At Least I Wrote Something
Despite the fact that I just wanted to be lazy and watch Parks & Rec, I decided to write something down last night. It isn’t pretty or necessarily insightful, but it’s something. I need to get in the habit of writing everyday, not just when I’m inspired. My fiancé encouraged me to do this last night, and although I admittedly was grumpy about it, I listened. He was right. The mere exercise of writing last night spurred creativity this morning. I’ll share that piece with you later.
But today, I thought I’d be a little vulnerable with you and share the exercise before the inspiration. Here it, unedited, an “I woke up like this” post for you:
Ideas are bouncing around my brain, and I can’t harness them. It’s like a pinball machine has been switched on in my mind. Each idea or task lights up and steals the attention. I continue to pull the lever to new ideas and opportunities but play defense, clicking on triggers, trying to stay afloat.
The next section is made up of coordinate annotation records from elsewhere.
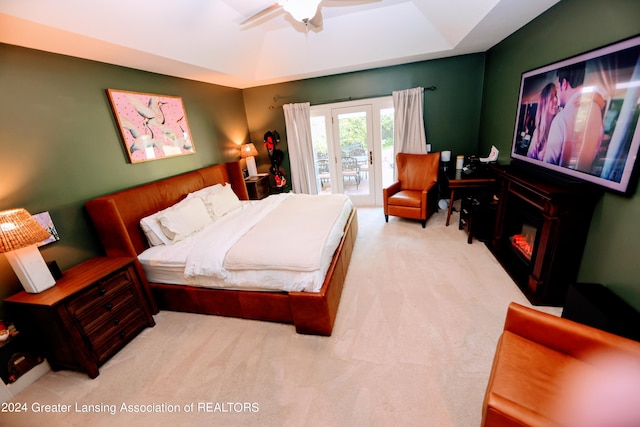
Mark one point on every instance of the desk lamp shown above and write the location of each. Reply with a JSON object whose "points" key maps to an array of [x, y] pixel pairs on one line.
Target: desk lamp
{"points": [[19, 235], [247, 152]]}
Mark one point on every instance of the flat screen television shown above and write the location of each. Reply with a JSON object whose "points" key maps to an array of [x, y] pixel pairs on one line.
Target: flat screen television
{"points": [[579, 117]]}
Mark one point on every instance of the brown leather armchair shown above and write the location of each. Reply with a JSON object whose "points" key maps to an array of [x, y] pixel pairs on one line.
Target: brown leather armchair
{"points": [[415, 194], [551, 371]]}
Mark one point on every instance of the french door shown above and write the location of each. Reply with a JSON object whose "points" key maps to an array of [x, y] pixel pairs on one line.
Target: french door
{"points": [[349, 148]]}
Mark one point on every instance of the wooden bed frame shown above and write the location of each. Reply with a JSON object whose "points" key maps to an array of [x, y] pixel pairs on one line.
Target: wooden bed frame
{"points": [[116, 218]]}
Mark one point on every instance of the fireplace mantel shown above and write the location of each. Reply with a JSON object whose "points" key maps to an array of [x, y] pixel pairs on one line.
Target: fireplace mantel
{"points": [[554, 215]]}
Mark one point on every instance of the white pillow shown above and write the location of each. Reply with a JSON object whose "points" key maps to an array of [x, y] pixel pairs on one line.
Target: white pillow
{"points": [[151, 228], [223, 201], [184, 220], [204, 192]]}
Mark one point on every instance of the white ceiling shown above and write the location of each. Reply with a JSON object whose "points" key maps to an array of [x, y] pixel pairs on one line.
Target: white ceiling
{"points": [[203, 40]]}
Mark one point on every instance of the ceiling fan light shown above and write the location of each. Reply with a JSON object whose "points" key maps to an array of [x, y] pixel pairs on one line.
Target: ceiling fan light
{"points": [[300, 10]]}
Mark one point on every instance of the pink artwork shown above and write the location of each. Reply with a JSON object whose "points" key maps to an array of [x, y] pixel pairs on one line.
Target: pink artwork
{"points": [[151, 126]]}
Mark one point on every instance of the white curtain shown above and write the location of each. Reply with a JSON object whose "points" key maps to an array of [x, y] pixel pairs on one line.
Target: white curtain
{"points": [[298, 123], [408, 126]]}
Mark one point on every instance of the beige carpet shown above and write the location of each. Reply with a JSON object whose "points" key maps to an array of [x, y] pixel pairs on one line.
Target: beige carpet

I feel out of control and can’t seem to really focus. A constant level of stress rests around my spirit, a haze distracting from the here-and-now. My difficulties manifest themselves in nausea. Palms sweat; I’m hot and cold. I feel restless.
But then I look down and see my fiancé’s cat staring into my eyes. She looks at me with eyes full of love and without words or purrs or actions, she beckons me to pet her. Immediately I realize that I need to take advantage of the moment. I have an amazing fiancé who cooked me dinner and baked me cookies. I spent two hours dancing tonight and felt successful after the classes. I completed my first draft of a report I’m writing for work and had two successful presentations. In fact, when I write everything down, I feel great about my day and proud of my successes.
Once I’m able to calm my brain from this crazy, loud life game, I can focus on the things in life that make me happy. I can spend time with my best friend; I can spend time researching wedding ideas, filling out passport applications, planning a honeymoon, writing more, dancing and spending quality time with my friends. I can focus on all the things that matter, instead of just lists. Life is too short to not.